While they were chanting, little Gwineeboo kept crying, and would not be comforted. Soon came a few big drops of rain, then a big wind, and as that lulled, more rain. Then came thunder and lightning, the air grew bitterly cold, and there came a pitiless hailstorm, hailstones bigger than a duck's egg fell, cutting the leaves from the trees and bruising their bark. Gidgereegah and Quarrian came running over to the dardurr and begged the women to let them in.

"No" shrieked Gwineeboo above the storm, "There was no kangaroo meat for us: there is no dardurr shelter for you. Ask shelter of the hawks whom ye fed."

  Gidgereegah and Quarrian begged to be let in, said they would hunt again and get kangaroo for the women, not one but many. "No" shrieked the women. "You would not even listen to the crying of a little child, it is better such as you should perish."

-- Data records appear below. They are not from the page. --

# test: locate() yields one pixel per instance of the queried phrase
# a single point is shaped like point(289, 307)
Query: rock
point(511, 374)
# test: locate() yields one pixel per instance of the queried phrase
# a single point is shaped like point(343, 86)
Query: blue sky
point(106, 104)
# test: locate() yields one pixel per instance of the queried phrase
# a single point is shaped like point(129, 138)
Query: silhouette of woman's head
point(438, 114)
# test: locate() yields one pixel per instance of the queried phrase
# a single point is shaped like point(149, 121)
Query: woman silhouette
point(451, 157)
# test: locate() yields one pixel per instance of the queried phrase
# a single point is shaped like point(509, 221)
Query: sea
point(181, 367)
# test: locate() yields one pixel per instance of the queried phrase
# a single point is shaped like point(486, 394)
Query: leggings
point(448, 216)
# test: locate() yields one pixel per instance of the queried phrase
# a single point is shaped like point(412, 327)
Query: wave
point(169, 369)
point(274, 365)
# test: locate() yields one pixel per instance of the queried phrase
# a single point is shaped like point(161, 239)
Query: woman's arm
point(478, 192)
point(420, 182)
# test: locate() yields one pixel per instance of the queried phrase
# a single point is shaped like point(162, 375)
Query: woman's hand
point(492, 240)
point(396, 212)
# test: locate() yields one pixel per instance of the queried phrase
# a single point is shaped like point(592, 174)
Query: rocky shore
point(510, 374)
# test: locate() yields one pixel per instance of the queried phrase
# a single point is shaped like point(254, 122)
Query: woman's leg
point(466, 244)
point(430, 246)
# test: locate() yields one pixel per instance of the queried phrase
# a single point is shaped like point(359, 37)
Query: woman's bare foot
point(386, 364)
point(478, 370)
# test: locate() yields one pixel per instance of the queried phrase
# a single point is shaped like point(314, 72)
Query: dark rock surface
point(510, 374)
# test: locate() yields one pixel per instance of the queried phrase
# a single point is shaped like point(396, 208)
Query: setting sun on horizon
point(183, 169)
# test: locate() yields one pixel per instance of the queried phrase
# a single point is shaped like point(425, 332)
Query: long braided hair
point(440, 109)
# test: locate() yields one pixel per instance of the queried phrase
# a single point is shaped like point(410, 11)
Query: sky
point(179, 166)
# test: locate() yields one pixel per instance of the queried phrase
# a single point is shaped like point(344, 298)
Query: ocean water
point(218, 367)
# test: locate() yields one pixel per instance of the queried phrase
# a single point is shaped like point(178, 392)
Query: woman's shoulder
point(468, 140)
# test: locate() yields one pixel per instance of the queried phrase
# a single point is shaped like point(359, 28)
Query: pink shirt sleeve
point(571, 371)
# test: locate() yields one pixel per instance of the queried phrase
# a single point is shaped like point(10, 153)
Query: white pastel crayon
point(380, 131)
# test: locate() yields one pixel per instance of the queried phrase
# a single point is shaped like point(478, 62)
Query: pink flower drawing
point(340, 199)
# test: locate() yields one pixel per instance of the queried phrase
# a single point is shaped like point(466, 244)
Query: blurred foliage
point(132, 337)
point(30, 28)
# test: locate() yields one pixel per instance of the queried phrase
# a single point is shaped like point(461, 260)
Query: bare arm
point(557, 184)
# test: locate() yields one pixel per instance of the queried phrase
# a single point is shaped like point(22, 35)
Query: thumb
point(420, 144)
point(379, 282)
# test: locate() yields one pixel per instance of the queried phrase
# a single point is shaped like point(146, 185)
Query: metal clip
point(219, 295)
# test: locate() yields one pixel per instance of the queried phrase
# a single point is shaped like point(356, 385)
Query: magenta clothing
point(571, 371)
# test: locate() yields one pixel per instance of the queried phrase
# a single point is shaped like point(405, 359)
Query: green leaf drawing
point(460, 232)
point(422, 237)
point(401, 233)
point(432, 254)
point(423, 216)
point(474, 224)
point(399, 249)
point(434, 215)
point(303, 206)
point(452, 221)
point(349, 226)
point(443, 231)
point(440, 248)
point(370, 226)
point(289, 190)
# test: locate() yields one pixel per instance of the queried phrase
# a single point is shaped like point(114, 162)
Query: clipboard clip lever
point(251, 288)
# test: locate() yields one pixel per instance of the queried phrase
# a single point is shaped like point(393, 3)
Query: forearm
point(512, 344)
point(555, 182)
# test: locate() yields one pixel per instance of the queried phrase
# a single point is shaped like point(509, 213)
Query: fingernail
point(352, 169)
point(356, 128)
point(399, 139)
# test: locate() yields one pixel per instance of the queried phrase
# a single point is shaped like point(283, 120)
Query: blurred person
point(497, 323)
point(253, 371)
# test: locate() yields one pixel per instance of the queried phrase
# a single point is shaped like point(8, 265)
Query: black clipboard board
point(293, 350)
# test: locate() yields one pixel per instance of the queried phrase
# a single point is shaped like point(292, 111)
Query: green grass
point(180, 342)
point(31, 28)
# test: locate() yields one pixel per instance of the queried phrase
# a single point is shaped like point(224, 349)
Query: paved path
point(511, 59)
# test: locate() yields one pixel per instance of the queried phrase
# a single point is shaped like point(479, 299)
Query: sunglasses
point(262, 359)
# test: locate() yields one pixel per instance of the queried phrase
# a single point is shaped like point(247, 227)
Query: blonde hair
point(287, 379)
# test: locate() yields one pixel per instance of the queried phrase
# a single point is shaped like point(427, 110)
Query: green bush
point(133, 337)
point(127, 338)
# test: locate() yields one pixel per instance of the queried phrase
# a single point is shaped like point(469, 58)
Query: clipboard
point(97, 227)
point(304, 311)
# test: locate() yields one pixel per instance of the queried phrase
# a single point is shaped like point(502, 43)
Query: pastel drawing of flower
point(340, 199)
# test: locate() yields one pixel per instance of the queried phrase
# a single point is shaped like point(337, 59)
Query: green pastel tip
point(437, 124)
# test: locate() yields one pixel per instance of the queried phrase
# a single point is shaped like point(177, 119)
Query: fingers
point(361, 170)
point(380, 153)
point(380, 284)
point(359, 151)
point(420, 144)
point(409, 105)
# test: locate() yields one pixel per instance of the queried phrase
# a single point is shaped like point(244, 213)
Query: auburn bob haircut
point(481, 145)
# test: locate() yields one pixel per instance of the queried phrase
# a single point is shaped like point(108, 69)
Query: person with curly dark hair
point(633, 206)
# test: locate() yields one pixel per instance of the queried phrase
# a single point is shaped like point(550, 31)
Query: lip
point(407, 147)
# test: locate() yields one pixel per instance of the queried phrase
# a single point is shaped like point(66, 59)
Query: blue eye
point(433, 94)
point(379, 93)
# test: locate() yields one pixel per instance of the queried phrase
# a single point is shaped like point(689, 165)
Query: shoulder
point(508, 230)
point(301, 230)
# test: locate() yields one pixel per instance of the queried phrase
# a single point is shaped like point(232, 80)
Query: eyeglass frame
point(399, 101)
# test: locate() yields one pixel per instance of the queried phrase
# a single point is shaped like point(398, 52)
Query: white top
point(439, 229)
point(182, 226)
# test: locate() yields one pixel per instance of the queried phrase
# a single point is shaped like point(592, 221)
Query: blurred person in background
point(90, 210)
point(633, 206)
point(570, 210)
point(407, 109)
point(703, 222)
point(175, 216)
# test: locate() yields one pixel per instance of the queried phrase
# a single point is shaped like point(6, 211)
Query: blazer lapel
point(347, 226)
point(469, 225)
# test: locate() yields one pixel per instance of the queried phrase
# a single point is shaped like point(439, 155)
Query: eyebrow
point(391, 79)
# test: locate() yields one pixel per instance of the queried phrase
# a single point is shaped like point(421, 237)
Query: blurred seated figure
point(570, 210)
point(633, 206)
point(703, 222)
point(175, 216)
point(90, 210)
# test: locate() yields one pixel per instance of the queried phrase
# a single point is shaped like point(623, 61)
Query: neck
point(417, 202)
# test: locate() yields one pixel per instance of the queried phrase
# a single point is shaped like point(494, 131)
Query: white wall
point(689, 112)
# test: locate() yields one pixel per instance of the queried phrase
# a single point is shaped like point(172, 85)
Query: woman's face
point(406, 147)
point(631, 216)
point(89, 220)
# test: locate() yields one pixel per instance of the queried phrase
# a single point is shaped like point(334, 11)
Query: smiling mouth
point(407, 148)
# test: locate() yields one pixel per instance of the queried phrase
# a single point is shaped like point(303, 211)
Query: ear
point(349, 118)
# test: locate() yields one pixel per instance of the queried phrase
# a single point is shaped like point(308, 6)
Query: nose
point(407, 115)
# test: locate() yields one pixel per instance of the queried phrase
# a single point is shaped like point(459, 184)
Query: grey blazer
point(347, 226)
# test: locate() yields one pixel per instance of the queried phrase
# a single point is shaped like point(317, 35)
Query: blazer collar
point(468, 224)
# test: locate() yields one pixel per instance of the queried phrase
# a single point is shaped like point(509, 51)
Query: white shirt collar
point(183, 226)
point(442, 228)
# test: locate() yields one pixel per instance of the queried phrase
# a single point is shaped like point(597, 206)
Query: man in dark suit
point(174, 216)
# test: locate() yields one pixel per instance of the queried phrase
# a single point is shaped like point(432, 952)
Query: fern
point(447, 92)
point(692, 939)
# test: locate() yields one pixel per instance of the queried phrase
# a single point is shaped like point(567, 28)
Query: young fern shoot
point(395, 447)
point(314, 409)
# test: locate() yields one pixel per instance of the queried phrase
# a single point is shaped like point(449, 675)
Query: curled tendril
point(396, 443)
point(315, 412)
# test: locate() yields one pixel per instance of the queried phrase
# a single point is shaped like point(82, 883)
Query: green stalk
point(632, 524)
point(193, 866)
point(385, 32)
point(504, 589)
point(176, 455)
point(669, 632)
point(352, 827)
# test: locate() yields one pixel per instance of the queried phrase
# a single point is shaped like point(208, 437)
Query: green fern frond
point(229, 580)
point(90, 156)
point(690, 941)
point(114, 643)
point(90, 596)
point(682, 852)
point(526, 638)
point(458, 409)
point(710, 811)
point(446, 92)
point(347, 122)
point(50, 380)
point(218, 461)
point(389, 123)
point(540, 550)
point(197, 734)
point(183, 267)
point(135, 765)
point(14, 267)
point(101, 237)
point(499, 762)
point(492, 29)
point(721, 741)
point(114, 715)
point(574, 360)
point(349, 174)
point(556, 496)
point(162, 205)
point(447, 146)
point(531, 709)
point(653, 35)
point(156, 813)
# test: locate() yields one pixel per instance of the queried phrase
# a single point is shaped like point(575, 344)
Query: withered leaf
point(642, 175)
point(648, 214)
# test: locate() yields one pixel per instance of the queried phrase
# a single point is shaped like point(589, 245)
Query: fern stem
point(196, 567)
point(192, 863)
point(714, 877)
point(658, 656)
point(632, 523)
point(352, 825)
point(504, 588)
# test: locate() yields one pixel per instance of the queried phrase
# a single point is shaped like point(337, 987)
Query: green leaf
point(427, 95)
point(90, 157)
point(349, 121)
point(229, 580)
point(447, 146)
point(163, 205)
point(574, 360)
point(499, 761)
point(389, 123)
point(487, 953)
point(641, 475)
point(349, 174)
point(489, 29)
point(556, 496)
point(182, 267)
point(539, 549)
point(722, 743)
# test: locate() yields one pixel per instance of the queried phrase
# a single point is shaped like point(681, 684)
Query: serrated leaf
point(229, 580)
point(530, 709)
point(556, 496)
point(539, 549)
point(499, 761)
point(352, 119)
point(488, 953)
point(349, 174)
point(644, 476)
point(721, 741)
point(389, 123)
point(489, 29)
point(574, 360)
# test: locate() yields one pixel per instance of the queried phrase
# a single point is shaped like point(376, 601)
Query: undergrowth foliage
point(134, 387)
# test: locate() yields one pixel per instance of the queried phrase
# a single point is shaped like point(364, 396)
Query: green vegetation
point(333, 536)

The storm fiercer raged and the women sang louder "Moogaray, Moogaray, May, May, Eehu, Eehu, Doongarah."

So long and so fierce was the storm that Gidgereegah and Quarrian must have perished had they not been changed into birds. First they were changed into birds and afterwards into stars in the sky, where they now are, Gidgereegah and Quarrian with the kangaroo between them, still bearing the names that they bore on the earth.


Collected in 1897 by Mrs. K. Langloh Parker.